Yummy Recession Food Stocks
Yummy Recession Food Stocks
If the market has indeed bottomed out, look for gains among the stocks of some packaged-food producers, say the analysts at Credit Suisse. That assumes that the recession will deepen even as the stock market evens out. As consumers increasingly eat at home to save money, sales of packaged foods should rise, the analysts said in a note Monday. In fact, that's already happening.
And the firms Credit Suisse examined -- General Mills, Kellogg, and Heinz -- will especially prosper if commodities prices continue to decline. That's because, for the most part, they've been able to maintain, or even increase, their margins.
"In the recessionary period of the 1970s," the analysts wrote, "these companies enjoyed margin expansion and outperformed the broader market when commodity prices were declining, but the broader economy was weak. In other words, they generally held on to the price increases they had taken while enjoying the benefit of slightly lower input costs."

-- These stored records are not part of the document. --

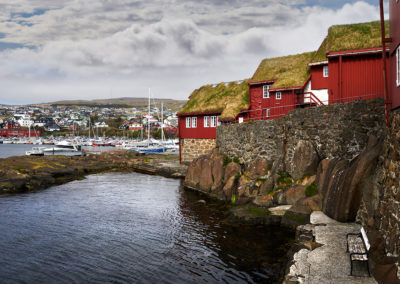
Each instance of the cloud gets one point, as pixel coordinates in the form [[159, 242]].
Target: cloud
[[84, 48]]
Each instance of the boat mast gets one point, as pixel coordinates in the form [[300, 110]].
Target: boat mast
[[162, 125], [148, 124]]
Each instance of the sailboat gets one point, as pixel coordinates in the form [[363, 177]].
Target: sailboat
[[151, 146]]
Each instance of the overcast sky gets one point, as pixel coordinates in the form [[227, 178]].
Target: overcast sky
[[86, 49]]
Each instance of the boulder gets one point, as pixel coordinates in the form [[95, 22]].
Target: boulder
[[263, 200], [257, 168], [217, 172], [344, 182], [294, 193], [206, 179], [305, 160], [192, 178], [231, 170], [229, 188]]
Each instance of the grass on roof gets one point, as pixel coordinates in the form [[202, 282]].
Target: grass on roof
[[355, 36], [287, 71], [320, 54], [229, 99]]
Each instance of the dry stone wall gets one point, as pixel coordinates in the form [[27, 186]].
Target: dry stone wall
[[334, 131], [193, 148]]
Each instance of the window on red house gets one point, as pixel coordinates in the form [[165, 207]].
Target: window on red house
[[266, 91], [398, 66], [325, 71], [206, 121], [213, 121], [194, 122]]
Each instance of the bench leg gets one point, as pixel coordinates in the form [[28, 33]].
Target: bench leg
[[351, 267]]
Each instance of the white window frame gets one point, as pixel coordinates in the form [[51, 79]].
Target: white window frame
[[266, 91], [206, 121], [194, 122], [398, 66], [213, 121], [325, 71]]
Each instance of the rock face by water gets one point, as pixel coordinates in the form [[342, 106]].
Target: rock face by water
[[22, 174]]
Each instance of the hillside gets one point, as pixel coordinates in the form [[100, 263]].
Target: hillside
[[123, 102]]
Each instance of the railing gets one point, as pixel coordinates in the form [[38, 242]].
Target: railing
[[280, 111]]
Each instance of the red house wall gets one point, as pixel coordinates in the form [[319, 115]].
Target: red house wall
[[18, 133], [395, 35], [255, 96], [278, 108], [318, 81], [359, 77], [200, 132]]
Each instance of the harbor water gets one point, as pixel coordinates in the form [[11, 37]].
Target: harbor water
[[131, 228]]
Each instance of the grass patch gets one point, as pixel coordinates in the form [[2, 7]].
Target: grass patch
[[355, 36], [287, 71], [284, 180], [258, 211], [38, 165], [21, 169], [311, 190], [225, 98], [298, 218]]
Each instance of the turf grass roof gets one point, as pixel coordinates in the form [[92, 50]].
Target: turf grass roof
[[227, 98], [287, 71]]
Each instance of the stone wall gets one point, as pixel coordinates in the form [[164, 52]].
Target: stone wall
[[335, 131], [193, 148], [380, 210]]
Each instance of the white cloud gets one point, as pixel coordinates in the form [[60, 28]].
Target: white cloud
[[85, 48]]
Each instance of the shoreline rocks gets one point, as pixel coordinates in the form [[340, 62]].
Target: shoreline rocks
[[25, 174]]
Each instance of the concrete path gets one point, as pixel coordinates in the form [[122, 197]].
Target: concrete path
[[330, 262]]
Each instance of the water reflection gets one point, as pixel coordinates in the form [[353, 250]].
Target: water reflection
[[130, 228]]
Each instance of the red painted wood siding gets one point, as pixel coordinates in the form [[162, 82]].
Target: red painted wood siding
[[361, 77], [318, 81], [278, 108], [200, 132], [395, 35]]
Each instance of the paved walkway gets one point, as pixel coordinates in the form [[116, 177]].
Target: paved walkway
[[329, 263]]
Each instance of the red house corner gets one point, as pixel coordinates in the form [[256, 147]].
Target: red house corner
[[208, 107]]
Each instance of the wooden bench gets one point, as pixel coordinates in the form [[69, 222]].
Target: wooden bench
[[358, 246]]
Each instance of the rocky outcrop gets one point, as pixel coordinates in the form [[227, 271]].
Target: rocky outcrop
[[342, 182], [34, 173], [305, 160]]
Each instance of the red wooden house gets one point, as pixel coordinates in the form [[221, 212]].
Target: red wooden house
[[207, 107], [278, 86], [348, 65], [394, 54]]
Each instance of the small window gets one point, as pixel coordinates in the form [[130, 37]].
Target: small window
[[398, 66], [266, 91], [206, 121], [325, 71], [213, 121]]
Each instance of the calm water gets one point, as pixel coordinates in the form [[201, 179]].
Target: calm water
[[8, 150], [129, 228]]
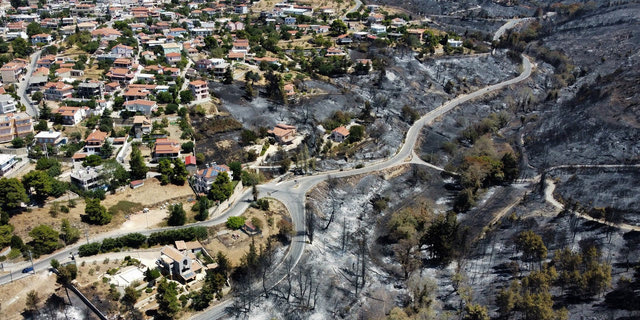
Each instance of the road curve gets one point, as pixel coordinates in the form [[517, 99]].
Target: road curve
[[292, 193]]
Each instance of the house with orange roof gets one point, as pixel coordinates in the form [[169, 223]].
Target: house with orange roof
[[141, 126], [122, 50], [204, 178], [58, 91], [41, 38], [108, 34], [120, 74], [145, 107], [173, 57], [11, 71], [200, 89], [166, 148], [283, 133], [93, 143], [339, 134], [69, 115]]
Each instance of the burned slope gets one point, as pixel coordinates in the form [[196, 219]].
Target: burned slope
[[596, 120]]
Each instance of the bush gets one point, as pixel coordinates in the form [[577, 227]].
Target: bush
[[235, 223], [89, 249], [263, 204], [170, 236]]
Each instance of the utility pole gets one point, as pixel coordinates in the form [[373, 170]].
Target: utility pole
[[32, 268]]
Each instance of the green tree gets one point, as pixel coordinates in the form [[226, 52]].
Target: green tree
[[37, 97], [138, 166], [50, 165], [45, 239], [5, 235], [41, 126], [235, 223], [167, 298], [69, 233], [186, 96], [187, 147], [236, 170], [17, 142], [164, 97], [130, 296], [34, 28], [228, 76], [337, 27], [21, 48], [40, 182], [32, 300], [441, 237], [106, 151], [203, 209], [12, 194], [166, 171], [96, 213], [93, 160], [180, 172], [222, 188], [177, 215]]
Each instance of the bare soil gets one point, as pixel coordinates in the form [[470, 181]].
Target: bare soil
[[237, 247]]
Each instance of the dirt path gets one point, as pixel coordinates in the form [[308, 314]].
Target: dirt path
[[548, 195]]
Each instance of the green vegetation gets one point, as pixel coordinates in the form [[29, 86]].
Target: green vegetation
[[45, 239], [173, 171], [177, 215], [95, 213], [235, 223], [222, 188], [138, 166], [12, 194]]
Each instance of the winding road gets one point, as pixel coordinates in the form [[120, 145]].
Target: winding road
[[293, 193]]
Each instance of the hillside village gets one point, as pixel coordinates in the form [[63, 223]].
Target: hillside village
[[96, 108], [172, 159]]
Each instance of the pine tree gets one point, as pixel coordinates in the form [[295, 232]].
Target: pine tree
[[138, 166]]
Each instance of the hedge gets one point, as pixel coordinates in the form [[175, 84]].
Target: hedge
[[136, 240], [170, 236]]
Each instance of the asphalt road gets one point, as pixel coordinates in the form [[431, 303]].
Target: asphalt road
[[22, 85], [293, 192]]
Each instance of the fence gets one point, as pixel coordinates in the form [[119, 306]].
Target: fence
[[237, 192]]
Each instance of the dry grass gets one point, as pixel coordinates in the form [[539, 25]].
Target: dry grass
[[151, 195], [13, 296], [236, 248]]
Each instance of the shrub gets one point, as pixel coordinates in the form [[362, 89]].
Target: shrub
[[235, 223]]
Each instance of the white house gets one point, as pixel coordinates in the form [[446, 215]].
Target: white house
[[7, 162], [122, 50], [454, 43], [41, 38], [7, 104], [143, 106], [339, 134], [48, 137], [378, 28], [88, 178], [204, 178]]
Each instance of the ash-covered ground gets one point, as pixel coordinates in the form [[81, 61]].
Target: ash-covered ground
[[335, 257], [405, 82]]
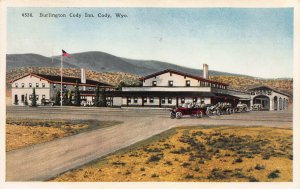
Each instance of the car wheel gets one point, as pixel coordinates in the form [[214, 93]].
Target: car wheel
[[172, 115], [178, 115], [199, 114]]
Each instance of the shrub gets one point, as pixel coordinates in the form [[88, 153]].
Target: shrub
[[154, 175], [154, 158], [238, 160], [185, 164], [259, 167], [119, 163], [252, 179], [217, 174], [274, 174], [188, 176]]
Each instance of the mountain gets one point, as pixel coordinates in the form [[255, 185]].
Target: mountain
[[101, 62], [32, 60]]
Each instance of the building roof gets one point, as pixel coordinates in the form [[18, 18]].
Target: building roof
[[181, 73], [66, 80], [263, 87], [166, 94]]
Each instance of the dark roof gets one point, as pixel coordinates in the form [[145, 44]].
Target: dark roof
[[263, 87], [73, 80], [181, 73], [166, 94]]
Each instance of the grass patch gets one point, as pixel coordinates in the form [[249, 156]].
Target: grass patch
[[199, 154]]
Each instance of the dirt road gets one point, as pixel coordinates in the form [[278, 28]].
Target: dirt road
[[43, 161]]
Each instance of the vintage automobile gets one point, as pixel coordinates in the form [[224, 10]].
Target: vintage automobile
[[213, 110], [46, 102], [256, 107], [188, 109], [225, 108], [241, 108]]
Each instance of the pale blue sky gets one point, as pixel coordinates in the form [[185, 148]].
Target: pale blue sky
[[256, 42]]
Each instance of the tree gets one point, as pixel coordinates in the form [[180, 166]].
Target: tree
[[102, 99], [57, 98], [69, 97], [77, 95], [25, 101], [96, 103], [33, 100], [65, 98]]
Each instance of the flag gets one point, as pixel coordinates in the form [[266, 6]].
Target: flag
[[64, 53]]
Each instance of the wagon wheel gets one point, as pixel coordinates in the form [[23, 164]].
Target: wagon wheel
[[178, 115], [199, 114]]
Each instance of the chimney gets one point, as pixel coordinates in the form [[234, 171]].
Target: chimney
[[205, 71], [83, 78]]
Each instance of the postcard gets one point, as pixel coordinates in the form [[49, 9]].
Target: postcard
[[152, 94]]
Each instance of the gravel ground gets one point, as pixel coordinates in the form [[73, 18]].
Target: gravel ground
[[44, 161]]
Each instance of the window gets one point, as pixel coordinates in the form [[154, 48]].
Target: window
[[151, 99], [182, 100], [188, 83], [154, 83]]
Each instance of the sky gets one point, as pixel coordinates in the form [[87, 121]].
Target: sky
[[252, 41]]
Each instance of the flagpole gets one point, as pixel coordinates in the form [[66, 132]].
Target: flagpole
[[61, 57]]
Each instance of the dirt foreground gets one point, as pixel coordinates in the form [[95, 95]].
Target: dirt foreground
[[220, 154]]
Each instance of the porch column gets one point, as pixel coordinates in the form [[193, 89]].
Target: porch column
[[159, 101]]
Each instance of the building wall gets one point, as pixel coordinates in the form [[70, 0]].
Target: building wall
[[165, 101], [22, 87], [274, 104], [163, 80]]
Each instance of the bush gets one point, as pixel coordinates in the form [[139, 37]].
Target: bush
[[253, 179], [259, 167], [154, 158], [154, 175], [274, 174], [238, 160], [188, 176]]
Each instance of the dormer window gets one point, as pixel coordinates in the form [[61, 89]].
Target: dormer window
[[188, 83], [154, 83]]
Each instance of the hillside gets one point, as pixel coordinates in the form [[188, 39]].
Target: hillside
[[244, 83], [235, 82], [101, 62]]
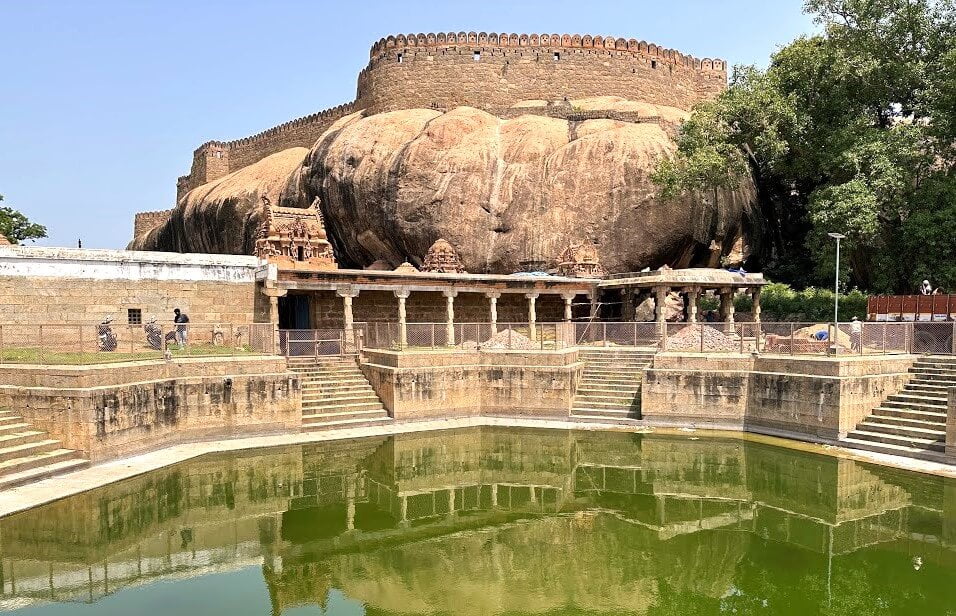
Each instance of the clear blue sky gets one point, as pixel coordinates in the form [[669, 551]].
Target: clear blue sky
[[102, 102]]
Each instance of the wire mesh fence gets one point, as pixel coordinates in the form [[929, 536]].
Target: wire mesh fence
[[110, 342], [855, 338], [469, 336]]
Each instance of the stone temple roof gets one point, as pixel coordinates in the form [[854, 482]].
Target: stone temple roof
[[703, 277]]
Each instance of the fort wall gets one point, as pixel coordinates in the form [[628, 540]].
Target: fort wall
[[214, 159], [489, 71], [146, 221]]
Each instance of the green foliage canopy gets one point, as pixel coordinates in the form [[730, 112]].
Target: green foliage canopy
[[852, 130], [16, 227]]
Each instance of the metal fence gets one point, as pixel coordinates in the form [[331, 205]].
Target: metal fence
[[93, 344], [625, 333], [811, 338], [864, 338], [321, 342], [469, 336]]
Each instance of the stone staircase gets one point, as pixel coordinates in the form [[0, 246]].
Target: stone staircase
[[911, 423], [28, 454], [610, 385], [335, 394]]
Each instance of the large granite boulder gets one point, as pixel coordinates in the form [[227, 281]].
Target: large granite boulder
[[508, 192], [503, 192], [224, 215]]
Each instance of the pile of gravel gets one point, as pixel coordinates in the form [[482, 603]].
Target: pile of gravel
[[688, 339], [509, 339]]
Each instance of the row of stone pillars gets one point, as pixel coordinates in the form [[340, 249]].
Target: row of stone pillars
[[402, 295], [692, 300]]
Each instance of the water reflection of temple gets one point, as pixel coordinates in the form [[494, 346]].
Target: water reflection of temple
[[518, 513]]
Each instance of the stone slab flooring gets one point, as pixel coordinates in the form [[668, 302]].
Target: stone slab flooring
[[28, 454]]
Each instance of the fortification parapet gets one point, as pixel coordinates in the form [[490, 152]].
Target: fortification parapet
[[545, 41], [214, 159], [488, 70], [144, 222]]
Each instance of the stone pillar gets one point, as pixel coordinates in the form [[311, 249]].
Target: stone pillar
[[450, 319], [274, 294], [628, 309], [692, 296], [350, 504], [349, 322], [727, 305], [950, 448], [493, 306], [660, 304], [568, 298], [532, 315], [402, 295]]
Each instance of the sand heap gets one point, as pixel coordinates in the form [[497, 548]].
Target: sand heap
[[499, 190], [688, 339]]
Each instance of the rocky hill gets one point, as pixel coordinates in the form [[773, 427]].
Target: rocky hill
[[502, 191]]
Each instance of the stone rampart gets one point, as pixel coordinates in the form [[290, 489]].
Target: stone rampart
[[94, 409], [214, 159], [65, 286], [489, 71], [147, 221]]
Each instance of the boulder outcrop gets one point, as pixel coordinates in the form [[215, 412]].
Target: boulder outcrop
[[503, 192]]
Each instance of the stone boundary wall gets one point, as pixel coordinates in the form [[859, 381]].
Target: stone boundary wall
[[183, 401], [951, 426], [810, 398], [461, 383], [214, 159], [69, 286]]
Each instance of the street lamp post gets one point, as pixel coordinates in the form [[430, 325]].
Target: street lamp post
[[836, 294]]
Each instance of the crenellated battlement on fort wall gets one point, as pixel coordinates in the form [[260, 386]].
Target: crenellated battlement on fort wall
[[546, 41], [489, 71], [144, 222], [214, 159]]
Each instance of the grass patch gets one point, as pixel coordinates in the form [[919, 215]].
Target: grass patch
[[30, 355]]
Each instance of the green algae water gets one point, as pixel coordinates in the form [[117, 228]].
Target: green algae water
[[494, 521]]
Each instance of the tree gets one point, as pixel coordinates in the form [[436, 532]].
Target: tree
[[16, 227], [852, 130], [706, 160]]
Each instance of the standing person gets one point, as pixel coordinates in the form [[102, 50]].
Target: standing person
[[181, 319], [856, 335], [154, 334]]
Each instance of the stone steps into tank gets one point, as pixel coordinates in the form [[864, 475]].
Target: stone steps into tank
[[336, 394], [28, 454], [913, 421]]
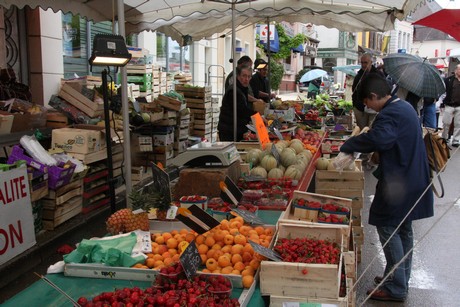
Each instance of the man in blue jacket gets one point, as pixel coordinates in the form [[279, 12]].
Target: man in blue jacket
[[403, 177]]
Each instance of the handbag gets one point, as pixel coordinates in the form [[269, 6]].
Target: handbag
[[438, 153]]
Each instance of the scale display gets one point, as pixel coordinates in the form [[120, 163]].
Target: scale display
[[208, 154]]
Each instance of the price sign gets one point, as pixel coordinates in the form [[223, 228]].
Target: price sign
[[275, 153], [270, 254], [248, 216], [190, 260], [261, 130], [160, 182]]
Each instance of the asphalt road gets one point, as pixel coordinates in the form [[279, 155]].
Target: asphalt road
[[435, 278]]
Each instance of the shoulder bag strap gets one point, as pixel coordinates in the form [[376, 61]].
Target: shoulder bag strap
[[436, 168]]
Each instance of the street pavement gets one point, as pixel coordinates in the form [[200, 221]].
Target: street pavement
[[435, 277]]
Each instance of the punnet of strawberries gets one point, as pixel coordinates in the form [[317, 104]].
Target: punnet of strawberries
[[308, 250], [200, 291], [301, 202]]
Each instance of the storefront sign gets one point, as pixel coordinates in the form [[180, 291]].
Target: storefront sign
[[16, 220]]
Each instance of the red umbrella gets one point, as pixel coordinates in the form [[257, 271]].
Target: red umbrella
[[446, 20]]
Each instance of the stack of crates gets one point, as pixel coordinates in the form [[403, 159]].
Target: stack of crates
[[198, 100]]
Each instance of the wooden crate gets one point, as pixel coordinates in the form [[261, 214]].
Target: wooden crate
[[61, 213], [287, 279]]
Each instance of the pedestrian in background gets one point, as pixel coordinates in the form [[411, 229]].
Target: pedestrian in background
[[244, 111], [403, 176], [259, 81], [452, 107], [363, 116]]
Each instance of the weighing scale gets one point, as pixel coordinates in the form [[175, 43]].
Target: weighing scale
[[208, 154]]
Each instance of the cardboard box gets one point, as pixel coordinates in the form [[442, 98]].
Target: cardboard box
[[76, 140], [6, 122], [286, 278]]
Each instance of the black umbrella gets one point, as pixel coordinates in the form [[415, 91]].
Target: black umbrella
[[414, 74]]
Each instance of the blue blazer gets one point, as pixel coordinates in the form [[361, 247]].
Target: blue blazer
[[404, 173]]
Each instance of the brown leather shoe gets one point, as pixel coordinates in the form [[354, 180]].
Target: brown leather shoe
[[383, 295]]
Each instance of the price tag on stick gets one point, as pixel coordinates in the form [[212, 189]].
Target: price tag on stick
[[270, 254], [248, 216], [190, 260]]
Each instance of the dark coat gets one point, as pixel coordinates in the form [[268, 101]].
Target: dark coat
[[357, 83], [449, 82], [404, 173], [244, 113], [259, 84]]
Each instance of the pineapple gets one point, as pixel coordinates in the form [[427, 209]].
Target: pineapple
[[116, 222]]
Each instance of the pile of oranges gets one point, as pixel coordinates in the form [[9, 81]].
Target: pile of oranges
[[224, 249]]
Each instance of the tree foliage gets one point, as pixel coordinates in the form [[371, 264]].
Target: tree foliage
[[276, 74]]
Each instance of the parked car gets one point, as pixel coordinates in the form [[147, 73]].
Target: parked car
[[326, 82]]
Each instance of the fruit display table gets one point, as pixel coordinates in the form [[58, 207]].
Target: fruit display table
[[42, 294]]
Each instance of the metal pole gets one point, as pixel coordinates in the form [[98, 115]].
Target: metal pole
[[268, 54], [125, 106], [234, 73], [108, 140]]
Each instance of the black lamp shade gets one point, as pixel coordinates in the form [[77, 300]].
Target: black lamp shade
[[109, 50]]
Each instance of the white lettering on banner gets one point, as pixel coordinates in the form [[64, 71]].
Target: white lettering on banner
[[10, 236], [17, 232], [13, 190]]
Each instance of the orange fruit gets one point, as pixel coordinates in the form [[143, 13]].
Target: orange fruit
[[160, 240], [189, 237], [209, 241], [172, 251], [172, 243], [236, 258], [211, 264], [218, 253], [199, 239], [166, 235], [168, 261], [157, 257], [247, 257], [224, 261], [219, 235], [216, 246], [237, 249], [227, 270], [244, 230], [203, 258], [203, 249], [150, 262], [211, 253], [247, 281], [254, 263], [162, 249], [239, 266], [259, 229], [226, 248], [240, 239], [228, 239], [248, 248]]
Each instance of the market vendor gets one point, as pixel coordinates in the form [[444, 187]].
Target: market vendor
[[259, 81], [403, 175], [244, 111]]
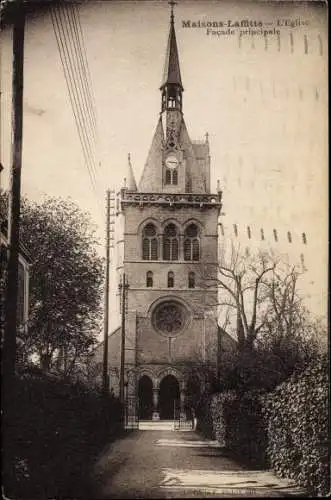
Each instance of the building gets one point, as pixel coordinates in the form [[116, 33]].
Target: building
[[170, 233], [24, 263], [167, 243]]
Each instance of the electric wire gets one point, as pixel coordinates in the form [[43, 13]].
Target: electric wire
[[75, 77], [72, 96], [75, 96], [78, 59], [85, 61]]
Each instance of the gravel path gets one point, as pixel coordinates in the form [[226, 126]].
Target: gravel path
[[174, 464]]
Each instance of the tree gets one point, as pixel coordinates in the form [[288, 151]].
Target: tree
[[65, 282], [242, 285], [275, 333]]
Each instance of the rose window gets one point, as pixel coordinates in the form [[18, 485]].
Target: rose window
[[169, 318]]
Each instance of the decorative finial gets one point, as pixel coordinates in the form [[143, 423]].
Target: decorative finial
[[172, 3]]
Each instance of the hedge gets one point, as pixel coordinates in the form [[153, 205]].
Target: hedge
[[298, 428], [286, 429], [55, 430]]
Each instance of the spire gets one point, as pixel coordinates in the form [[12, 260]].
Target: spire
[[129, 180], [172, 80]]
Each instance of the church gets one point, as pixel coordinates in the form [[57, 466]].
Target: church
[[166, 245]]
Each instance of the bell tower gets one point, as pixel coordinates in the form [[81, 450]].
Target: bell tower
[[168, 243]]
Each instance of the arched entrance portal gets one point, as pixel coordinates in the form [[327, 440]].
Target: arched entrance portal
[[169, 394], [145, 395]]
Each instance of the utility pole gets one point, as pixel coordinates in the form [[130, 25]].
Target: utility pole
[[14, 199], [105, 376], [123, 288]]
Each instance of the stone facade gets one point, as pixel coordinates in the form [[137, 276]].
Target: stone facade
[[167, 245]]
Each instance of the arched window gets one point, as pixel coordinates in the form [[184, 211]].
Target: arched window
[[170, 243], [150, 243], [171, 176], [191, 279], [171, 279], [192, 243], [149, 279]]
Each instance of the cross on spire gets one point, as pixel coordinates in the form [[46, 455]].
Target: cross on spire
[[172, 3]]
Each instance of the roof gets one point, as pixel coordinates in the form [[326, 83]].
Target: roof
[[171, 73], [129, 176]]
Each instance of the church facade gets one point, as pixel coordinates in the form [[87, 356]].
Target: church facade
[[167, 249]]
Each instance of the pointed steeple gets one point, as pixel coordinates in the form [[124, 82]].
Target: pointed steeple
[[171, 73], [172, 86], [129, 180]]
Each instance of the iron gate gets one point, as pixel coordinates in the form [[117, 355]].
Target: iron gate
[[180, 418], [131, 412]]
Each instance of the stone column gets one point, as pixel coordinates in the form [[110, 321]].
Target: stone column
[[182, 404], [181, 246], [155, 415]]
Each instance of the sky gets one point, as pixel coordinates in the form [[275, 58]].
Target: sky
[[262, 99]]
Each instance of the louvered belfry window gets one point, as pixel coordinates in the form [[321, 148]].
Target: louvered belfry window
[[191, 280], [171, 279], [149, 279], [170, 243], [150, 246], [192, 243]]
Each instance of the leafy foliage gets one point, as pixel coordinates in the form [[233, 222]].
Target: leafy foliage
[[66, 278], [286, 429], [56, 429], [297, 414]]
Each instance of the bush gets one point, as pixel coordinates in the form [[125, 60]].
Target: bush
[[55, 429], [286, 429], [238, 424], [297, 414]]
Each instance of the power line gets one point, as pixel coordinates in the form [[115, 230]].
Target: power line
[[74, 96], [79, 68], [74, 74], [85, 60]]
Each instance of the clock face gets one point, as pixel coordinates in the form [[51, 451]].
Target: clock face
[[171, 162]]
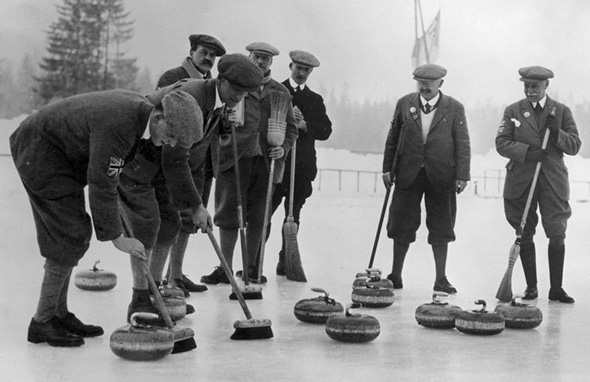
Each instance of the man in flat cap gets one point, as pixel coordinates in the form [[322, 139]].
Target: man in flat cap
[[204, 49], [162, 177], [519, 139], [254, 154], [312, 124], [86, 140], [434, 162]]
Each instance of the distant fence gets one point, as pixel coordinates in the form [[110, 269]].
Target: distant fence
[[489, 184]]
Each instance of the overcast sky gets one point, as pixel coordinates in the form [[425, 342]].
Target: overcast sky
[[364, 46]]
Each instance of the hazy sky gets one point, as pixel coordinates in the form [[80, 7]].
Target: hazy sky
[[364, 46]]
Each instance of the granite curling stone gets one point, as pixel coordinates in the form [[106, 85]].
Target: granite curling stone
[[354, 328], [95, 279], [317, 310], [137, 342], [520, 316], [437, 314], [479, 322], [372, 296]]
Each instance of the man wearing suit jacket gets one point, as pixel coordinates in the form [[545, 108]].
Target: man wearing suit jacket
[[254, 154], [434, 161], [520, 139], [173, 236], [313, 124]]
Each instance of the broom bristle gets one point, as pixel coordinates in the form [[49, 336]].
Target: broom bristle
[[293, 267], [252, 329], [504, 293]]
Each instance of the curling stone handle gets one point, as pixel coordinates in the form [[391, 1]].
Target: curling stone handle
[[482, 303]]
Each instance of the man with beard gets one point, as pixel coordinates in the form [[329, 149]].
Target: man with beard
[[173, 236], [254, 154], [519, 139], [433, 162], [312, 124]]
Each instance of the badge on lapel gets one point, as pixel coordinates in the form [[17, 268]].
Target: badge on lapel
[[115, 168]]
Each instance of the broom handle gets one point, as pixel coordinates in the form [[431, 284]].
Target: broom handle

That's a big assumption, though. Many economists expect prices of food commodities to rise again because the underlying economic forces -- rising demand from developing nations, ethanol producers and others -- are still in place.
Still, at least in the short run, margins should improve. Once consumers are in the grocery store, more of them are choosing cheaper store-brand products. But that trend likely won't hurt these producers much because so far, that trend "has not been enough to offset the bigger positive of consumers simply eating more at home."
Meanwhile, "lower-quality names" such as ConAgra and Sara Lee won't do as well because their product mix doesn't afford the same kind of pricing power, the analysts said.